We are here concerned with a revenue provision nationwide in its application. Thereunder a testamentary trust is deductible from the testator’s estate for tax purposes if it is “exclusively for charitable purposes.” There is nothing in the statute to indicate that it was the Congressional intent to make deducti-bility dependent on local definitions, which vary widely from state to state. It is my opinion that the revenue provision contains its own criterion which must be given a uniform construction if the estate tax laws are to be fairly and equitably applied. See United States v. Pelzer; Lyeth v. Hoey, supra; Burnet v. Harmel, 287 U.S. 103, 110, 53 S.Ct. 74, 77 L.Ed. 199 (1932). Anything but a uniform construction would disrupt the national scheme of taxation.

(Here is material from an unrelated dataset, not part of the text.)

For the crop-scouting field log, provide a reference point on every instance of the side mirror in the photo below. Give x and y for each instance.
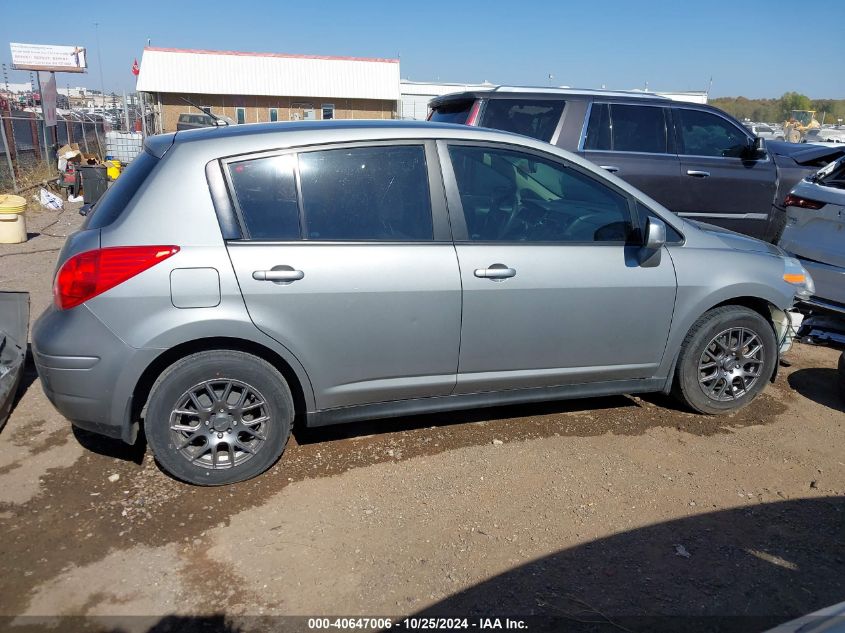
(653, 242)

It seems unnecessary to recite the terms of the trust except to note that its primary purpose was to provide monthly pensions to employees and former employees of Jacques Wolf & Co., in which the testator was the principal stockholder. The pensions were payable to those who qualified on the basis of age, years of service, etc., and regardless of need. Although an employees’ pension plan may be incidentally and remotely beneficial to the community, it may not be regarded as “exclusively for charitable purposes,” the statutory criterion of deductibility. See Restatement of the Law, Trusts 2d, § 375, Comment g; Duffy v. Birmingham, 190 F.2d 738, 740 (8th Cir. 1951); Underwriters Laboratories v. Com’r. of Int. Rev., 135 F.2d 371, 373 (7th Cir. 1943), cert. den. 320 U.S. 756, 64 S.Ct. 63, 88 L.Ed. 450. An employees’ pension plan is of direct economic benefit only to those who qualify under its terms.
The dissenting opinion of Chief Judge Kalodner rests solely on Gallagher v. Smith, supra. This case is distinguishable on its facts from the one now before us and the rule therein announced has no application here. In that case the question involved the taxability of a legal interest governed by and adjudicated under local law. Paragraph 4, supra.
Chief Judge BIGGS and Circuit Judges HASTIE and FREEDMAN, who concur in the majority opinion, also concur in this opinion.